Abortion is an ugly, horrifying subject, and as such, conversations about it don’t typically lend themselves to humor. Sometimes, however, the cruelty and vitriol of its advocates gives way to fixations of such ridiculousness that they invite far more laughter than disgust. Such was the case last year, when University of California-San Francisco’s think-tank Advancing New Standards in Reproductive Health came out with a truly insane study purporting to expose pervasive anti-abortion bias in Hollywood, of all places.
Now, ANSIRH is back with another dire warning about abortion’s portrayal in media. This time, the problem is that TV characters who sought abortions between 2005 and 2014 were disproportionately white, young, and affluent, which threatens to give audiences unfair and unrealistic impressions of both the women who abort and why they choose to do so…
Compared to reports on real women’s reasons for abortion, immaturity or interference with future opportunities were overrepresented; financial hardship or pregnancy mistiming were underrepresented […] Onscreen representations may influence public understandings, contributing to the production of abortion stigma and judgments about appropriate restrictions on abortion care. Understanding the particular shape of inaccuracies around abortion portrayals can enable advocates and healthcare practitioners to identify and respond to popular misperceptions.
This isn’t as absurd as suggesting a 91% safety rate in fictional abortion stories is really a subliminal message that abortion is dangerous, but it’s in the ballpark. It comes from the same flawed premise, too: that the rates of anything on TV are representative of, or even taken as representative by the audience, their actual rates in real life. Characters are disproportionately young because the entertainment industry values attractiveness and white for reasons that have nothing to do with abortion (unless you think the inevitable abortion episode is the first thing on everyone’s minds during casting).
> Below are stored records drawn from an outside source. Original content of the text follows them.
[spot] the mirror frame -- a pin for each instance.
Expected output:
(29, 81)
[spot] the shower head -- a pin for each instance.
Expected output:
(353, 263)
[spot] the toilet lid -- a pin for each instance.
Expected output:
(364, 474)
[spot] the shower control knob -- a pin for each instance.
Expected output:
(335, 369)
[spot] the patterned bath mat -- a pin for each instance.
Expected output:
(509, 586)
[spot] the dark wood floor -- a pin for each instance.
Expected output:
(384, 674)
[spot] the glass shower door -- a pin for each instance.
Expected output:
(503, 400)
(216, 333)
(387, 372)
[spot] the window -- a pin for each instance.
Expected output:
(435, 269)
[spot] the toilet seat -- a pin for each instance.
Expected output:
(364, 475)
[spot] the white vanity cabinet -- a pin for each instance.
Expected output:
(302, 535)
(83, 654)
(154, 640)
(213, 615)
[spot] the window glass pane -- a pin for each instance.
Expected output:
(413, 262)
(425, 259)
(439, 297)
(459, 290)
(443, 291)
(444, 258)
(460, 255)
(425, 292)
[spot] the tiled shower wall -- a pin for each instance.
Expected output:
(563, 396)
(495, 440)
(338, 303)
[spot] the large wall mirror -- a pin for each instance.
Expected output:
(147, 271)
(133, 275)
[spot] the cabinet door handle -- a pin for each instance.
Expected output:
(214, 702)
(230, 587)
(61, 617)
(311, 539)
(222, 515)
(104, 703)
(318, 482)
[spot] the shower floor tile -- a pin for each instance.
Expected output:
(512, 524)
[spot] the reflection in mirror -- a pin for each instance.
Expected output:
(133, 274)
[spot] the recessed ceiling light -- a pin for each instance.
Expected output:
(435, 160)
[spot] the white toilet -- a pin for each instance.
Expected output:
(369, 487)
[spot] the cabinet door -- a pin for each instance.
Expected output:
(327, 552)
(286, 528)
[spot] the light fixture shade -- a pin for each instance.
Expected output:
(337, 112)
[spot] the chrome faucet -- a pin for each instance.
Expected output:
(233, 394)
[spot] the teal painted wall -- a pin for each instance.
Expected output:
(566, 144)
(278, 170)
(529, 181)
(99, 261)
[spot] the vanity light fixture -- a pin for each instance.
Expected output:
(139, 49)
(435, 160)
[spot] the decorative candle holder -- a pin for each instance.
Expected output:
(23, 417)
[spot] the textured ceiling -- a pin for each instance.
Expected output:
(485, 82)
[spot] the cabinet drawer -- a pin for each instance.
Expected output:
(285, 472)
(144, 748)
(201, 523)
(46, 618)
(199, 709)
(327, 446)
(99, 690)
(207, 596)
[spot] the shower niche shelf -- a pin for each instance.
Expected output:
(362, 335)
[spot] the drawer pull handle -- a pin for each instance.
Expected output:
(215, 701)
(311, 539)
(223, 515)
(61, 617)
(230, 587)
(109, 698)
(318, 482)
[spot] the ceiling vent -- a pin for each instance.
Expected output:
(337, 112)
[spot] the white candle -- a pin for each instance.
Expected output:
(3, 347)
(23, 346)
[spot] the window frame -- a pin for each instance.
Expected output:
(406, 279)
And as for economics, dramatic fiction by its very nature focuses on characters in either uncommon careers or uncommon circumstances – lives that more naturally lend themselves to more exotic experiences than what a viewer already gets at home. So unless we’re supposed to also worry about the public getting the mistaken impression that doctors, lawyers, and detectives make up a disproportionate share of the population, there isn’t any real reason to fret about abortion stereotypes here, either (other than, of course how a show’s actual content treats abortion, which is decidedly for it).
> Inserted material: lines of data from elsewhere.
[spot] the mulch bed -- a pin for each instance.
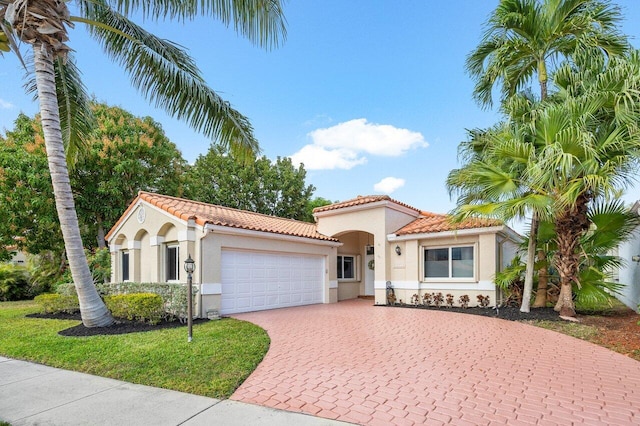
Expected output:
(121, 326)
(508, 312)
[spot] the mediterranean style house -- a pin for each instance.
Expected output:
(247, 261)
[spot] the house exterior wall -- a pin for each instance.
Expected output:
(491, 252)
(629, 274)
(146, 243)
(376, 221)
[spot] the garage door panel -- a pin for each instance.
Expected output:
(258, 280)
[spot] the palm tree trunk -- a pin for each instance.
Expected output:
(543, 284)
(570, 226)
(531, 260)
(93, 310)
(100, 237)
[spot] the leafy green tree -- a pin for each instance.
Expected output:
(160, 69)
(522, 40)
(314, 204)
(125, 154)
(27, 207)
(274, 188)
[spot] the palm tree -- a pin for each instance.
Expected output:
(523, 39)
(580, 146)
(161, 70)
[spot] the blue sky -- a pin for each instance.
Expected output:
(371, 95)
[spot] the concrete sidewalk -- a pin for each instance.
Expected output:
(34, 394)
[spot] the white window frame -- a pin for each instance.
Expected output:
(166, 263)
(423, 271)
(126, 253)
(356, 267)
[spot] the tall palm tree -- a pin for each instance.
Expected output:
(523, 39)
(160, 69)
(582, 145)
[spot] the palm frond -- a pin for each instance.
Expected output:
(165, 74)
(260, 21)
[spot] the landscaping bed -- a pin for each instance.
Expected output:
(507, 313)
(121, 326)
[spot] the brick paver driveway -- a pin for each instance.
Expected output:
(358, 363)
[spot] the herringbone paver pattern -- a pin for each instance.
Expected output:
(358, 363)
In fact, Jezebel’s Anna Merlin even noticed, albeit briefly, the hole in ANSIRH’s logic: “fictional abortion patients are overwhelmingly younger, wealthier, and whiter than abortion patients in real life. ‘That’s true of everything on TV,’ you could argue, correctly.” But in true Jezebel fashion, they move on from that observation without further comment, blissfully unconcerned that they just undermined their own premise.
Regardless of how real or deliberate these disparities are, the likelihood that they meaningfully color the abortion views of more than a small handful of the most indecisive viewers is extremely slim.
Most opposition to abortion revolves around the understanding that it’s an intolerable act of violence against a child deserving of basic rights and compassion. As such, whatever gradations in sympathy people may see in differing economic or lifestyle motivations for abortion will tend to be immaterial to their view of abortion’s acceptability. You have to get to circumstances as extreme as rape, in which a woman was subjected to horrible violence and had her say in the matter completely taken away, before people with strong feelings against abortion even begin to entertain the possibility of an exception.
On the flip side, someone who doesn’t believe a fetus is a living human being would have no reason to draw a different line for any of an abortion seeker’s motivations. Sure, he might find some more irresponsible or less dire than others, but why would he care if there’s nothing problematic about the abortion itself? We allow people to make lots of selfish, reckless, and unnecessary personal decisions.
Both of these studies seem to suggest a fundamental insecurity about their cause. If you’re truly confident that abortion is ethically proper, then you should have no problem with letting the chips fall where they may in open and direct discussion of its every aspect. But if you aren’t, you feel the need to pad out your case with every emotional modifier you can think of, making sure that the act of abortion is bathed in the most sympathetic light possible and constantly on guard for anything with a weaker grip on the heartstrings.